Mr Farage, of course, is not a Conservative. So let us consider Jeremy Hunt, the health secretary and born-again Brexiter (a condition not entirely unrelated to considering himself a leadership contender). Challenged about Airbus's comments, Mr Hunt said it was "completely inappropriate" for business to be voicing fears for the future of its workforce because it could undermine the prospects for a good deal. You have to wonder at some of this. Does Mr Hunt imagine that the EU was unaware of the issue? Does he envision a breathless Eurocrat reading about Airbus and thinking: "Oh wow. This could be really useful in the negotiations."

UK health secretary Jermy Hunt
UK health secretary Jermy Hunt

There has always been a tension in Conservatism between nationalism and commerce. Wiser Tories kept the two strands in harmony, recognising that a wealthy nation is more likely to be a strong (and indeed, stable) one. But Brexit has brought the tension back to the fore. Mr Johnson will not let a grubby thing like business inconvenience higher ideals. This ambivalence is why, for example, Brexiters are happy to forgo the planned cut in corporation tax to fund their Brexit pledge on health.

Ranged against Mr Johnson's new romantics are the less dashing realists such as Philip Hammond at the Treasury, Greg Clark, business secretary, and Theresa May's deputy, David Lidington. The prime minister, herself no friend of unfettered capitalism, also sees economic chaos as a sub-optimal outcome. As one minister put it: "Whenever policy decisions come to the fore, facts trump ideology."

Realists

For now the realists are in control, but this fissure goes beyond Brexit.

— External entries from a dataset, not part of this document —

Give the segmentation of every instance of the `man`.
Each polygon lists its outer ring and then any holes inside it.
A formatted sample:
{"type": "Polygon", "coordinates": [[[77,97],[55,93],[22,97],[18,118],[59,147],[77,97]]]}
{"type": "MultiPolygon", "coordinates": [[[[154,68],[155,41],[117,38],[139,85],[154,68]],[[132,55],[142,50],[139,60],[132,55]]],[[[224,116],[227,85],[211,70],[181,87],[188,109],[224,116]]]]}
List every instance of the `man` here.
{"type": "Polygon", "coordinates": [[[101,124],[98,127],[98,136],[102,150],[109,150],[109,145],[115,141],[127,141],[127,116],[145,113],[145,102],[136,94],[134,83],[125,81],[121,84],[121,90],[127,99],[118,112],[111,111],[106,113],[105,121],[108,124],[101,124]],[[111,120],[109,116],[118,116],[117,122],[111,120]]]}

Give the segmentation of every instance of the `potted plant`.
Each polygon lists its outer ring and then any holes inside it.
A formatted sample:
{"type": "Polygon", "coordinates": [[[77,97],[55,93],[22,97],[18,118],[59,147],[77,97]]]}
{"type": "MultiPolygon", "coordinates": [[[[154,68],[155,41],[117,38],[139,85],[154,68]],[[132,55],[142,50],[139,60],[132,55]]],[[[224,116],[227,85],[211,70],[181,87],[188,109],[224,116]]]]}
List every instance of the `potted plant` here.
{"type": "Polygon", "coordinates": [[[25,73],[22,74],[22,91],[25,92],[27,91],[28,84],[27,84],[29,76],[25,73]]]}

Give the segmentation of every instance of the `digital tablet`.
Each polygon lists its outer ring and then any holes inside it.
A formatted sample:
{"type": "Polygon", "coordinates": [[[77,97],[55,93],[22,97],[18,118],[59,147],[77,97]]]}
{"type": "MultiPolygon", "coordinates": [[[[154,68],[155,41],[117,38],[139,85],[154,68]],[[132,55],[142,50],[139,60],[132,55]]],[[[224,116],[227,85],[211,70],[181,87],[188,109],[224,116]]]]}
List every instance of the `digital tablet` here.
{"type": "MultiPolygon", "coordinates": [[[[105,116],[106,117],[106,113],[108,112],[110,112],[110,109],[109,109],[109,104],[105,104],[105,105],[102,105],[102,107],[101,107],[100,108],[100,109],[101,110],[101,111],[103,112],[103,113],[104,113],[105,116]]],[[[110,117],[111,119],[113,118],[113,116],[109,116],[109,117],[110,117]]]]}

One need only listen to leavers raging at the chancellor or the Bank of England to know a Tory Rubicon has been crossed.

This then is the state of British politics. A Labour party which has fallen to anti-capitalists and a Conservative party, infected by a strain of economic denialism and with a core – though not yet a majority – who place little store in business-friendly policies.

For the first time in 40 years business cannot be sure that either major party cares about its interests. The nation must hope that global businesses making investment decisions and hearing of Mr Johnson’s remark do not plump for the obvious reply.